The hairs stirred on the back of Thur's neck as Vitelli's dark aura disturbed something subtler than his senses. There was neither heat nor flash, sound nor scent, yet it was as if an aroma of magic rippled through Thur's belly, without first passing his nostrils. Vitelli was maintaining a spell, not invested and constrained and supported in some symbolic object, but held in his own liquid thoughts, a spell powerful and oppressive. And yet he was still able to walk and talk, smooth and ordinary. The impression faded even as Thur grasped at it, giving him hallucinatory vertigo. Maybe it was just another aftereffect from his beating. He squeezed his eyes shut, and blinked rapidly, and the dark aura receded to linger on only in Vitelli's dark eyes.
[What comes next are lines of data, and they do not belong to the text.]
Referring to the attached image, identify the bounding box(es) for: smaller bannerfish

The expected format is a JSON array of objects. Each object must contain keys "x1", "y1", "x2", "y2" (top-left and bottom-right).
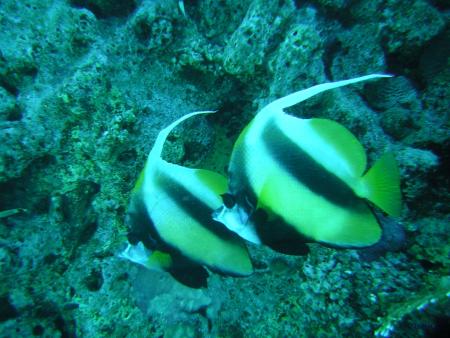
[{"x1": 121, "y1": 111, "x2": 253, "y2": 286}]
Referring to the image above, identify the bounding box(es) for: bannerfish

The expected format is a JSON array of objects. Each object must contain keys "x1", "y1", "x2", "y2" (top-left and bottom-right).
[
  {"x1": 121, "y1": 111, "x2": 253, "y2": 281},
  {"x1": 213, "y1": 74, "x2": 401, "y2": 254}
]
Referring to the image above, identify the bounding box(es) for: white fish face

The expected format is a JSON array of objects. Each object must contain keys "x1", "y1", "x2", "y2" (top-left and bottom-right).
[{"x1": 212, "y1": 204, "x2": 261, "y2": 244}]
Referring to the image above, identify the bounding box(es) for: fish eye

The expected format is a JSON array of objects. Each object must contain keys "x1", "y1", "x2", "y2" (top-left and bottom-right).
[{"x1": 222, "y1": 193, "x2": 236, "y2": 209}]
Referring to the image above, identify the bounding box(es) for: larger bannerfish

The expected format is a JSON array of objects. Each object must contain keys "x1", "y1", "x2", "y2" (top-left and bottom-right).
[
  {"x1": 121, "y1": 111, "x2": 253, "y2": 286},
  {"x1": 214, "y1": 74, "x2": 401, "y2": 253}
]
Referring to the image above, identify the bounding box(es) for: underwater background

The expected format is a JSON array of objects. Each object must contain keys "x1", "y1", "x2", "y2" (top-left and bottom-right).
[{"x1": 0, "y1": 0, "x2": 450, "y2": 337}]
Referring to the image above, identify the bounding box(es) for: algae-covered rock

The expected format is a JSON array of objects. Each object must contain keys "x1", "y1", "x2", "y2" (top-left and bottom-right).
[{"x1": 0, "y1": 0, "x2": 450, "y2": 337}]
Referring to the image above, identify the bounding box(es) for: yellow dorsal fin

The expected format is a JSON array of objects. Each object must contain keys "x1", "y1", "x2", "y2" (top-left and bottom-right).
[
  {"x1": 310, "y1": 119, "x2": 367, "y2": 177},
  {"x1": 356, "y1": 153, "x2": 402, "y2": 216}
]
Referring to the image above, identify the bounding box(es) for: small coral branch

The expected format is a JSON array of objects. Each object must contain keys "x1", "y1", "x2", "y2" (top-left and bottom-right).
[{"x1": 375, "y1": 276, "x2": 450, "y2": 337}]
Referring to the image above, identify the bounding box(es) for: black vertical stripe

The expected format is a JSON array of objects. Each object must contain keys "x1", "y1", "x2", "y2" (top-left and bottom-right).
[
  {"x1": 156, "y1": 172, "x2": 239, "y2": 240},
  {"x1": 262, "y1": 121, "x2": 361, "y2": 208}
]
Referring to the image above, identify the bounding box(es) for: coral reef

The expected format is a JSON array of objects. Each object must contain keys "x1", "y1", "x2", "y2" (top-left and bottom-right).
[{"x1": 0, "y1": 0, "x2": 450, "y2": 337}]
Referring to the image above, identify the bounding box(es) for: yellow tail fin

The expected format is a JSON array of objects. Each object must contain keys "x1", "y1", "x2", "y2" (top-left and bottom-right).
[{"x1": 361, "y1": 153, "x2": 402, "y2": 216}]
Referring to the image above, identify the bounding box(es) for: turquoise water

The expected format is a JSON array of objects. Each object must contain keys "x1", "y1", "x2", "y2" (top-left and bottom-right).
[{"x1": 0, "y1": 0, "x2": 450, "y2": 337}]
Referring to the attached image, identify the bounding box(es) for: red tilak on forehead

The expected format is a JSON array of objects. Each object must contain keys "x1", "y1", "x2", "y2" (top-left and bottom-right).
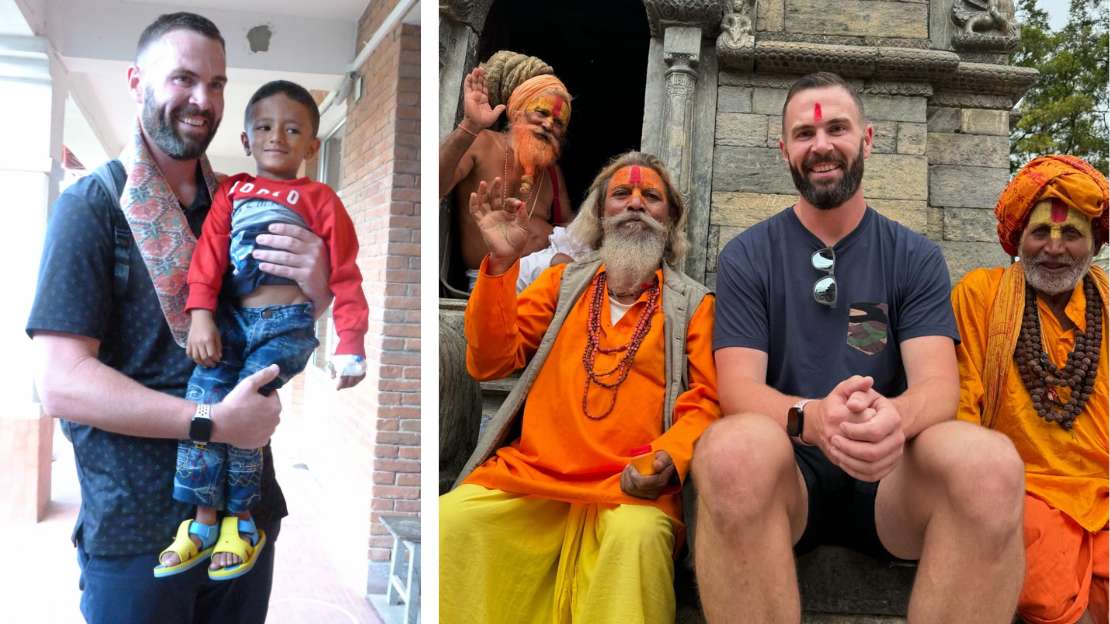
[{"x1": 1051, "y1": 202, "x2": 1068, "y2": 223}]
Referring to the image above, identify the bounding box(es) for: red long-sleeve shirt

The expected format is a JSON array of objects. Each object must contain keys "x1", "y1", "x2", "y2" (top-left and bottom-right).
[{"x1": 185, "y1": 173, "x2": 370, "y2": 356}]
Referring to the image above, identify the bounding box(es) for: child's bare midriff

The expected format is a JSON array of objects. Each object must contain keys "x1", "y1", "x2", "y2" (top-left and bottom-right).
[{"x1": 239, "y1": 284, "x2": 309, "y2": 308}]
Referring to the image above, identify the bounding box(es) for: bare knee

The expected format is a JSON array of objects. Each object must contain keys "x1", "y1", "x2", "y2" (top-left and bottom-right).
[
  {"x1": 693, "y1": 414, "x2": 794, "y2": 529},
  {"x1": 944, "y1": 425, "x2": 1025, "y2": 540}
]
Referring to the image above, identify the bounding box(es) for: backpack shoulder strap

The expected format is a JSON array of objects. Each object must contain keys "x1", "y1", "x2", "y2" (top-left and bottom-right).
[{"x1": 92, "y1": 160, "x2": 132, "y2": 298}]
The man behind Thur grasped his lank blond hair and pulled his head back, and the second stepped forward to force a stick between his teeth and pinch his nostrils shut. Vitelli unstoppered his flask and sloshed its contents into Thur's aching mouth. It was a sweet dark wine with a bitter undertaste. Thur choked and sputtered and bucked and gagged. And swallowed.
"Good." Vitelli stepped back and turned his emptied bottle upside down. A last drop shivered on its lip, then fell like a starburst of blood upon the cell floor. "That should do it, even for so large a lout. Return in half an hour and cart him downstairs." He exited the cell, leaving his men to lock it; the dark distracted look spread out from his eyes across his face again as he turned away. Their scuffling footsteps faded again down the corridor, leaving only the sitting guard. Thur's head, sinking inexorably, met the cool stone.
The castellan's face came up, and he giggled, quite distinctly. His giggles became hoots, then high screams. He jumped to his feet. "A bat's the thing!" he cried, snatched up the slops bucket from the corner of the cell, and skipped around the little chamber. With a cunning grin, he stopped by the door, yanked off the bucket's lid, and flung the reeking urine upon the startled guard.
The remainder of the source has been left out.